L’écriture du dramaturge suédois, emporté par le Covid en 2021, est d’une hallucinante virtuosité. Comme peu d’auteurs dramatiques savent le faire, il laisse reposer la compréhension de ses pièces sur les seuls dialogues entre les personnages. Ici deux couples, Alma et Robert, acteurs qui viennent de jouer une première, et Hedda et Jonas, leurs amis. 

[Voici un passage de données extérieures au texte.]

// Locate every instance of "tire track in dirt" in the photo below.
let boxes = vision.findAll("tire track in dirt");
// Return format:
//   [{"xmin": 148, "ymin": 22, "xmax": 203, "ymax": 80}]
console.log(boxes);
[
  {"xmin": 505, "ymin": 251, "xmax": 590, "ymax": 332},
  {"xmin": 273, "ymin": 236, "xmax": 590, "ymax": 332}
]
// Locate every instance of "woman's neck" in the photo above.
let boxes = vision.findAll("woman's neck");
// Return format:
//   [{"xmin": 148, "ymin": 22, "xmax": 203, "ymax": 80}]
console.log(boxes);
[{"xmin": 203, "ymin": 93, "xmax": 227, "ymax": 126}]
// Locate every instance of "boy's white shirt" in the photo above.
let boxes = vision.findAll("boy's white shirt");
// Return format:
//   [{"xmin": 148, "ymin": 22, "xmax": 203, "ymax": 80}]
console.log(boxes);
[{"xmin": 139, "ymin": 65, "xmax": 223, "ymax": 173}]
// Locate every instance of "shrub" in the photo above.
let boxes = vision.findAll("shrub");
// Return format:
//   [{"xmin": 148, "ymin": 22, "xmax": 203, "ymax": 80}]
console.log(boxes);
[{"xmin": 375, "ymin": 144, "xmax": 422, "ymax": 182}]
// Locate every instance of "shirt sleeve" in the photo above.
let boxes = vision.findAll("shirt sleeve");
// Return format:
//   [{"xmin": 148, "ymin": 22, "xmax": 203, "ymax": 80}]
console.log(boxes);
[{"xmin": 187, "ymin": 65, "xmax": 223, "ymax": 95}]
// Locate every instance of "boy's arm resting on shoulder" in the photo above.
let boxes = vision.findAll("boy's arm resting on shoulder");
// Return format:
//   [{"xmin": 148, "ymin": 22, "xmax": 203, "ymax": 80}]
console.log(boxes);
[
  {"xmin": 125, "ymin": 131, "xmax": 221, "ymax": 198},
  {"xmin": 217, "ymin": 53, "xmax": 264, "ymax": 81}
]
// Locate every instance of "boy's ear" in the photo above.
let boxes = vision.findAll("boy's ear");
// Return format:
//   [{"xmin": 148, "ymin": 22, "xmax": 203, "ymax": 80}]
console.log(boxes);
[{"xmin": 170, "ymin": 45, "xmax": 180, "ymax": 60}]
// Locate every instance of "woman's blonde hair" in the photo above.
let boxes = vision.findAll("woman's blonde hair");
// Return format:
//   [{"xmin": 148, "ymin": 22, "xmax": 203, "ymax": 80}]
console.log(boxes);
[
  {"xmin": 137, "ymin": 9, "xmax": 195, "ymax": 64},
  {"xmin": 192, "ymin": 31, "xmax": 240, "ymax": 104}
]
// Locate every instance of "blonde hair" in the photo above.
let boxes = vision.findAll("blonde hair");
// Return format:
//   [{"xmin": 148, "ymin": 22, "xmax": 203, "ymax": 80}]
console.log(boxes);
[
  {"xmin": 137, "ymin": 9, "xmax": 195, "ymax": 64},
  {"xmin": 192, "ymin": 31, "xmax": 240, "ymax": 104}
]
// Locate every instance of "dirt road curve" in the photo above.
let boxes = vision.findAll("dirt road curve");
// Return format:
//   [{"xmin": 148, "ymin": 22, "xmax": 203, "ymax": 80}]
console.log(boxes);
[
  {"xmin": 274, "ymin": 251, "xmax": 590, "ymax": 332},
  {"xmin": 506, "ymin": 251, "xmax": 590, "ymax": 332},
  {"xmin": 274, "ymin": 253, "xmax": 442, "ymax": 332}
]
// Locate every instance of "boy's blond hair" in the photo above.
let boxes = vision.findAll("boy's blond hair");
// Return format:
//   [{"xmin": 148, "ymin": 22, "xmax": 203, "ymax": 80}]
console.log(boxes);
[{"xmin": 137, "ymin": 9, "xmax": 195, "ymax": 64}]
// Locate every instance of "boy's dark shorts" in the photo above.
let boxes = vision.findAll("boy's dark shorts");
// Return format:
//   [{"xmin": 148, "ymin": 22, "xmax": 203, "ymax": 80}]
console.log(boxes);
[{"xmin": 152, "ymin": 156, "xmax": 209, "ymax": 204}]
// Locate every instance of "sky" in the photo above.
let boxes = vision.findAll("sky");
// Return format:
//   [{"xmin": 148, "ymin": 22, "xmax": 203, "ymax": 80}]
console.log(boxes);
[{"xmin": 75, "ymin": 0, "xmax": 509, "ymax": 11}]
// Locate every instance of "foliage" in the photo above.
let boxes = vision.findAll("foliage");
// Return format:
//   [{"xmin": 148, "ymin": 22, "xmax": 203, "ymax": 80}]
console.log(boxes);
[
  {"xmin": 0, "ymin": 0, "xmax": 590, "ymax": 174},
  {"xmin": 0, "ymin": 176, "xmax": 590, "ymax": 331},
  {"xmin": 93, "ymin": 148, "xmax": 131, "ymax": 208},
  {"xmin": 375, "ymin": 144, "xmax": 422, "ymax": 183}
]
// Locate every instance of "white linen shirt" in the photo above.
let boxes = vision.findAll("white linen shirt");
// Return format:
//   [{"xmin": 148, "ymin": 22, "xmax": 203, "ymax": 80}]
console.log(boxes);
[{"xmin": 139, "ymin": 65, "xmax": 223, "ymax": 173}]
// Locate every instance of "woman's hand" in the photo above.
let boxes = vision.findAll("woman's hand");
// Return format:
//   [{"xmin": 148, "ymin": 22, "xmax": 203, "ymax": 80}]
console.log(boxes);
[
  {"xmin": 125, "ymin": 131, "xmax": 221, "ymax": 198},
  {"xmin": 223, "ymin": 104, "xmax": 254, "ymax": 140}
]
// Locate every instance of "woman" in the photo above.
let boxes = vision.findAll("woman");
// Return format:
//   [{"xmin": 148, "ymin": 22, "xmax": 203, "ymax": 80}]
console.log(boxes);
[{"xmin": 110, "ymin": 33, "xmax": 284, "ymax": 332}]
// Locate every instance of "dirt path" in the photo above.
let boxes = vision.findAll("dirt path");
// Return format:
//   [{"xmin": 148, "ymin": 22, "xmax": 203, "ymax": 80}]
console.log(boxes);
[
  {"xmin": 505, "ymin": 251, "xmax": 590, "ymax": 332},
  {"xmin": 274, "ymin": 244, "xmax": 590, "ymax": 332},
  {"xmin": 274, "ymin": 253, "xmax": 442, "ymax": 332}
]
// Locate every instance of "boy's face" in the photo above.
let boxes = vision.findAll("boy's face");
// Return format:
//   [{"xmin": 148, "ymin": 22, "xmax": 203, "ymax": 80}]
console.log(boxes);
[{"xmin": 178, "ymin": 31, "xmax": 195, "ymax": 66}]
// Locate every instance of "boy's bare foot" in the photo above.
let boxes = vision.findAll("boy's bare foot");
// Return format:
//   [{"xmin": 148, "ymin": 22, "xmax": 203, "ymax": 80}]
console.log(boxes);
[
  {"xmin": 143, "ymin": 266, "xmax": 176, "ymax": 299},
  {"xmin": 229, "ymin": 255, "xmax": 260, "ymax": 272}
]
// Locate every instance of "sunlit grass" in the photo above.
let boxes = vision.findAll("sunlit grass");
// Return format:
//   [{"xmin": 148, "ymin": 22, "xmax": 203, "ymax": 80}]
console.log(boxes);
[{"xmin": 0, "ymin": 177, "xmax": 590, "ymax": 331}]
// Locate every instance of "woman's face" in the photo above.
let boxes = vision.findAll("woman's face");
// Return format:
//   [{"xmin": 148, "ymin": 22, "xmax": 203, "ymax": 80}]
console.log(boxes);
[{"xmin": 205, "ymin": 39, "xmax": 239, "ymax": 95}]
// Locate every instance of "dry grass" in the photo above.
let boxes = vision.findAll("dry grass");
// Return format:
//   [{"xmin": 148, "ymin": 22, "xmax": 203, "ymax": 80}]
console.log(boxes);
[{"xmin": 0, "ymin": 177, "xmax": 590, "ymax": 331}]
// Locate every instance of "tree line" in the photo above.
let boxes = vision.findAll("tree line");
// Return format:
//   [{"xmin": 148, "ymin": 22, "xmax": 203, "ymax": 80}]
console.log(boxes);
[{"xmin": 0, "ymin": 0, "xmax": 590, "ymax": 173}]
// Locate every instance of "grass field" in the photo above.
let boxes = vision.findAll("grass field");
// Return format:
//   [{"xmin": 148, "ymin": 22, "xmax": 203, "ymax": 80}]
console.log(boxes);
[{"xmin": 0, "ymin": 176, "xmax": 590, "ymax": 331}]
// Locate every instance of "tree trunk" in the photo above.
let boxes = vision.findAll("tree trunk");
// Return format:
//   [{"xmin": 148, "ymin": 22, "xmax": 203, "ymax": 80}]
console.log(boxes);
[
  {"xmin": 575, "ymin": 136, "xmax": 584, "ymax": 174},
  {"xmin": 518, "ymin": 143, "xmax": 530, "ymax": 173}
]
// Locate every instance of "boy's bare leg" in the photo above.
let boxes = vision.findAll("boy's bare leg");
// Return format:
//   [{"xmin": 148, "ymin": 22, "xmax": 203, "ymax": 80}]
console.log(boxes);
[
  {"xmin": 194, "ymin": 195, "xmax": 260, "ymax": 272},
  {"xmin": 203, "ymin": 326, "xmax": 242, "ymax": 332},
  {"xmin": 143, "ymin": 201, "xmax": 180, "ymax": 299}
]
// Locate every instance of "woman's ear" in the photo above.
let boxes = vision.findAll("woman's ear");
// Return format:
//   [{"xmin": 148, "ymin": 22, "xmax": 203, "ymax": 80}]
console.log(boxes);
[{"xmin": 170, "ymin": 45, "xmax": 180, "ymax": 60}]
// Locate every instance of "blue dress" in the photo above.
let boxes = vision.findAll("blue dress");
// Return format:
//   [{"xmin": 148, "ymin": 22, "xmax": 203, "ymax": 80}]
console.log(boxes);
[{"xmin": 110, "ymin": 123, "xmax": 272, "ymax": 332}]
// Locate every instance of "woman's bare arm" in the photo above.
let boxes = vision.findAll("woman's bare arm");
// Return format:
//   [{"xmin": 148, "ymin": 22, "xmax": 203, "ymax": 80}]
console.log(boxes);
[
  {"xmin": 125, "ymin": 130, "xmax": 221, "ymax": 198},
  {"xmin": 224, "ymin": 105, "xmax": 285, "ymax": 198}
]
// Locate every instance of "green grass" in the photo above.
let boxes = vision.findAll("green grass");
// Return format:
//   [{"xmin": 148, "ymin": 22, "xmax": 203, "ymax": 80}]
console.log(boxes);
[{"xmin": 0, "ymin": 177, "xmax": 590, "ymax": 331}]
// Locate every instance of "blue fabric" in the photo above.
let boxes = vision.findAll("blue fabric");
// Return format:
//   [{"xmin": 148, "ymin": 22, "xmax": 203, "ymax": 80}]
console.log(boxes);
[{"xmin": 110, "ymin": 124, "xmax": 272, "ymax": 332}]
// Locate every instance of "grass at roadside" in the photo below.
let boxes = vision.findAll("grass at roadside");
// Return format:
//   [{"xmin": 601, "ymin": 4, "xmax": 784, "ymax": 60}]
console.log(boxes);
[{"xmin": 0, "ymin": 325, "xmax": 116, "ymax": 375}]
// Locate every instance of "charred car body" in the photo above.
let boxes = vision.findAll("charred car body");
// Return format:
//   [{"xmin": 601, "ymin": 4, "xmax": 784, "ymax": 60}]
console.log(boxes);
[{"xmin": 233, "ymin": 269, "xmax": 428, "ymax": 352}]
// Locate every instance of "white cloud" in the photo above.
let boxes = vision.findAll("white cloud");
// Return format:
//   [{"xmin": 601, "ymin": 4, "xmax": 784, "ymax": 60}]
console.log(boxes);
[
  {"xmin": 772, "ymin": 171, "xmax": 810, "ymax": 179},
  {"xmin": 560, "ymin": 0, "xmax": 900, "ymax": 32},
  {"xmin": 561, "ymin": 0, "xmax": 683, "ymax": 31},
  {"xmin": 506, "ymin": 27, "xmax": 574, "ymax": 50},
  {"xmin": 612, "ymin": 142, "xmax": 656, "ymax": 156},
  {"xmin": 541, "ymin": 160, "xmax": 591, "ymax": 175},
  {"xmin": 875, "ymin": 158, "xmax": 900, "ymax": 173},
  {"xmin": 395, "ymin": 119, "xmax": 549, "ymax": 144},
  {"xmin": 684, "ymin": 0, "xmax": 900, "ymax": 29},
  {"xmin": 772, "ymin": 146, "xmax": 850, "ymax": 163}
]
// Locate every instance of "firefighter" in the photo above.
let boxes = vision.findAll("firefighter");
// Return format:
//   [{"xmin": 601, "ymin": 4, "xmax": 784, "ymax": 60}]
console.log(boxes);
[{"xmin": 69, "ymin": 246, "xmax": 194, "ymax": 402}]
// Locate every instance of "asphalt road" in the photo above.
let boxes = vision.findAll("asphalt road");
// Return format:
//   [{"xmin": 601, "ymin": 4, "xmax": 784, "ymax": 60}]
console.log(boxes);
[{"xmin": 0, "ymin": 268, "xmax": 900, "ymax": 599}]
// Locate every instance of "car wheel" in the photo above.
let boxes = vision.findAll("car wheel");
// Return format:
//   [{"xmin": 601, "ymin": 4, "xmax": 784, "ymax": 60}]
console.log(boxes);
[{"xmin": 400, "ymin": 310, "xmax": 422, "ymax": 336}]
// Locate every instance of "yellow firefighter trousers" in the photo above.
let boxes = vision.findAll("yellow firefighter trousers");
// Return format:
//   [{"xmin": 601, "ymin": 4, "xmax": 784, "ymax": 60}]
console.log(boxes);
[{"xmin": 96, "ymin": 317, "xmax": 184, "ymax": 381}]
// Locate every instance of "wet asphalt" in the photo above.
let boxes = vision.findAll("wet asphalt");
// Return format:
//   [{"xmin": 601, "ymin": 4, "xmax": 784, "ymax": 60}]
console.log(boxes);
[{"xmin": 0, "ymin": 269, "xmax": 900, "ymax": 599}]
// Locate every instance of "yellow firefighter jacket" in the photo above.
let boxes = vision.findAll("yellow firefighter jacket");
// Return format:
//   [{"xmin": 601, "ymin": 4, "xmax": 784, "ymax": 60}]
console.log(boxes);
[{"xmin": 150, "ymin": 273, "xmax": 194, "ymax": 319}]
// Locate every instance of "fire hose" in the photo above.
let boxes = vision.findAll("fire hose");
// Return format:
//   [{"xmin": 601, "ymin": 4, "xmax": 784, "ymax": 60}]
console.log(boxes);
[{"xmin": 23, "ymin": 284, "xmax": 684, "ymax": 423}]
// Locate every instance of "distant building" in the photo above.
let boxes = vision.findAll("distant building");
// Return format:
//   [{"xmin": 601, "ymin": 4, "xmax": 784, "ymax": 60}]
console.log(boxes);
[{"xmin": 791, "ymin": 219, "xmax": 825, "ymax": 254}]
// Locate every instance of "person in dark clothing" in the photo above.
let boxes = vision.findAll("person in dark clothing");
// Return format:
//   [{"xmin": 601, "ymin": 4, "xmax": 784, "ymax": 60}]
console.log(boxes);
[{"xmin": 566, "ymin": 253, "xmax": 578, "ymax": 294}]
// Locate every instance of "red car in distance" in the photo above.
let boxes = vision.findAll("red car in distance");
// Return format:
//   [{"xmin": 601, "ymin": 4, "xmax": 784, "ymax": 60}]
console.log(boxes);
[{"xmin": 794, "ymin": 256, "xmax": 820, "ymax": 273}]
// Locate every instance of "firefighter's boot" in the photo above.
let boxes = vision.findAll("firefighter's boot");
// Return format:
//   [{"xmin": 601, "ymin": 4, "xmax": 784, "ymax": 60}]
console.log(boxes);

Dans le huis clos d’un salon bourgeois ils se déchirent, le temps d’une nuit, et se révèlent, s’agressent, se soutiennent, s’aiment et se haïssent, sans que l’on sache vraiment, au fond, ce qu’ils jouent et ce qu’ils vivent, quand ils mentent, fantasment, ou parlent vrai, et quelle est la réalité des sentiments qu’ils éprouvent. « Je plaisante… », disent-ils quand ils sont allés trop loin, c’est à dire dès les premières répliques. Puis le whisky aidant, les paroles sortent sans retenue, au-delà des frontières de l’irréparable. Qui adviendra, on le sait tous, mais comment ?

Les sentiments fusent 

La mise en scène de Charles Berling est d’une simplicité qui a tout de l’évidence : plaçant une partie du public sur scène, et une autre tout prêt, il sature l’espace de regards et de corps, reflétés encore par des surfaces métalliques réfléchissantes, fausses fenêtres où la pluie glisse mais dont aucun air ne provient. Ainsi, il enferme ses acteurs dans un enclos irrespirable. Et les laisse se débattre comme des tigres en cage, lui même jouant Robert, acteur maladivement jaloux de son épouse maladivement sarcastique. 

Au plus près, les spectateurs frémissent d’un verre qui se brise, d’un mouvement brutal. Le rire fuse aussi, comme un soulagement, les dialogues laissant aussi surgir un comique ironique salvateur. La violence sexuelle, l’échec et le renoncement, l’amertume, l’ennui, la jalousie surtout, du succès et du corps, de l’amour et de l’envie, tous les sentiments, les souvenirs, strient l’espace, comme habité aussi par un traumatisme historique. Alma, porte en elle une pulsion de mort et Lars Norén, qui déclarait regretter de ne pas être juif, n’échappe pas au stéréotype de la belle artiste juive intellectuelle ténébreuse et stérile. Bérengère Warluzel, judicieusement et constamment excessive, l’incarne à fleur de peau, entourée par Alain Fromager monstrueux mais constamment délicat, Caroline Proust frustrée et drôle jusqu’à l’épouvante, et Charles Berling, souverain de distance, et de colère. 

AGNÈS FRESCHEL

C’est si simple l’amour a été créé le 5 mars au Théâtre Liberté, Scène nationale de Toulon. Il est donné jusqu’au 21 mars.